In young age I won the International competitions of Jaén and Santander, and later on the Ministry for Culture of Spain gave me the National Prize of Music.

In the 70s I lived in France and studied in the École Normale de Musique and most of my discography runs under the label “Mandala”.

I have played with all the Spanish orchestras but also in recitals and chamber music in all the major festivals and auditoriums, in Spain and abroad. Though I am of introverse temper, being mainly inclined to play recitals and chamber music, I am not able to renounce to the opportunities of enjoy the marvels of orchestral repertoire.

Pedagogy has obtained increasingly a special value; apart from teaching regularly in master classes, I teach since 1990 in the University of Alcalá de Henares, and in Superior Conservatory of Zaragoaza as well as the Musikeon of Valencia.

It is a privilege for me to make music, and I thank all the people who have taken the effort of coming to share what for me is a daily miracle.

When did you first start playing the piano?
My sister, who is nine years older, is a pianist. Our aunt was her teacher. My father was a passionate pianist and there was a pile of classical music records at home. Learning to play the piano was as natural as learning to read and write.

How did you realise that you wanted to be a pianist?
I didn’t. I grew up with the fixed idea that I WAS a pianist. At 27 I had a crisis and gave up the world of the piano and hung out in places where no one knew I was a pianist. A year and a few months after I made a conscious choice for pianist as a profession.

What advice do you have for a young pianist on concert day?
Each has their own rituals. In general I would advise them to remember that on concert day the preparation is already done. Do a small warm up, tuning and a quick go over without getting psychologically or emotionally tired. A stroll, light, energising food and a good afternoon nap. Playing on the day is improvised, leave details open and seek to stay lucid and use all resources flexibly.
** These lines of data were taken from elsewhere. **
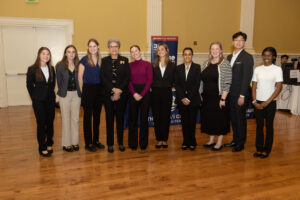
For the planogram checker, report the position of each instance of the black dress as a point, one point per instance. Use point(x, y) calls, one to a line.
point(214, 120)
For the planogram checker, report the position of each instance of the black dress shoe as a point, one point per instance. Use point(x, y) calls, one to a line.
point(75, 147)
point(91, 148)
point(238, 148)
point(50, 150)
point(231, 144)
point(45, 154)
point(99, 145)
point(121, 148)
point(264, 155)
point(192, 148)
point(209, 145)
point(257, 154)
point(217, 149)
point(184, 147)
point(133, 148)
point(110, 149)
point(68, 149)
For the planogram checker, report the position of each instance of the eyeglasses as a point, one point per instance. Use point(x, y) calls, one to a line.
point(113, 47)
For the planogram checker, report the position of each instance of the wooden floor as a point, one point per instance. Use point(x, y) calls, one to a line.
point(154, 174)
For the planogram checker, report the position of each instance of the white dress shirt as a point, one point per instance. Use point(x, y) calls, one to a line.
point(45, 72)
point(162, 69)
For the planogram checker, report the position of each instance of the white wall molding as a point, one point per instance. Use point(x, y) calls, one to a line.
point(154, 20)
point(67, 25)
point(247, 22)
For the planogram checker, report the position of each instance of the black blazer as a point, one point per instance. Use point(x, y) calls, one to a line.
point(63, 81)
point(37, 90)
point(242, 71)
point(123, 74)
point(167, 81)
point(188, 88)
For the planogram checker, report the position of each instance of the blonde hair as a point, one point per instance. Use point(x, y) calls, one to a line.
point(89, 55)
point(221, 53)
point(157, 58)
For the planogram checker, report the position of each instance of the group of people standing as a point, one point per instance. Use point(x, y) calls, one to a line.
point(220, 87)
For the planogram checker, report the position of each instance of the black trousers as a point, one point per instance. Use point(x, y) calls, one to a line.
point(115, 109)
point(92, 106)
point(161, 102)
point(44, 113)
point(238, 120)
point(268, 114)
point(141, 109)
point(188, 122)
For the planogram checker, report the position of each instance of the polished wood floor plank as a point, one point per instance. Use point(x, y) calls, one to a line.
point(152, 174)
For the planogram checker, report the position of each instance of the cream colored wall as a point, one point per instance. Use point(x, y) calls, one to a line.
point(202, 21)
point(277, 23)
point(100, 19)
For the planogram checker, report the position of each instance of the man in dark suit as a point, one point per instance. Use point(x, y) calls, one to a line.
point(187, 83)
point(115, 75)
point(242, 70)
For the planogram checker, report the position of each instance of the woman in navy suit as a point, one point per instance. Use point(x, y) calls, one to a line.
point(187, 83)
point(161, 95)
point(40, 82)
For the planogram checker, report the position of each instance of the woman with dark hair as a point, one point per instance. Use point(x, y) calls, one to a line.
point(140, 82)
point(266, 85)
point(40, 82)
point(187, 83)
point(161, 94)
point(216, 80)
point(69, 97)
point(92, 97)
point(115, 76)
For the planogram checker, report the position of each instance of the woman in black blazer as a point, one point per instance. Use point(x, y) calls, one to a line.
point(69, 97)
point(161, 94)
point(115, 74)
point(187, 83)
point(40, 82)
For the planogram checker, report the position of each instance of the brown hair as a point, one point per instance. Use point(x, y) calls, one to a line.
point(37, 64)
point(156, 56)
point(221, 53)
point(89, 56)
point(64, 61)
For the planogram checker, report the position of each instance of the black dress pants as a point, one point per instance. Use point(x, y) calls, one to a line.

Who are your favourite composers and who most do you like to play?
As a child I devoured musical scores and developed an eclectic taste: Bach, Mozart, Beethoven, Chopin, Brahms, Debussy, Ravel, Bartók… At a very personal level for me Bach is the good and perfect father, but inaccessible. Brahms is the beloved older brother who suffers and who I try to understand and console.

Something that happened during a concert?
I was playing a Mozart concert in a Spanish theatre when suddenly I felt unrest among the violins. Shortly after I began to see some brown stains on the keyboard and my nose was dripping with dirty water. It was raining and water was dripping in the theatre and I couldn’t move like the violinists. We continued playing.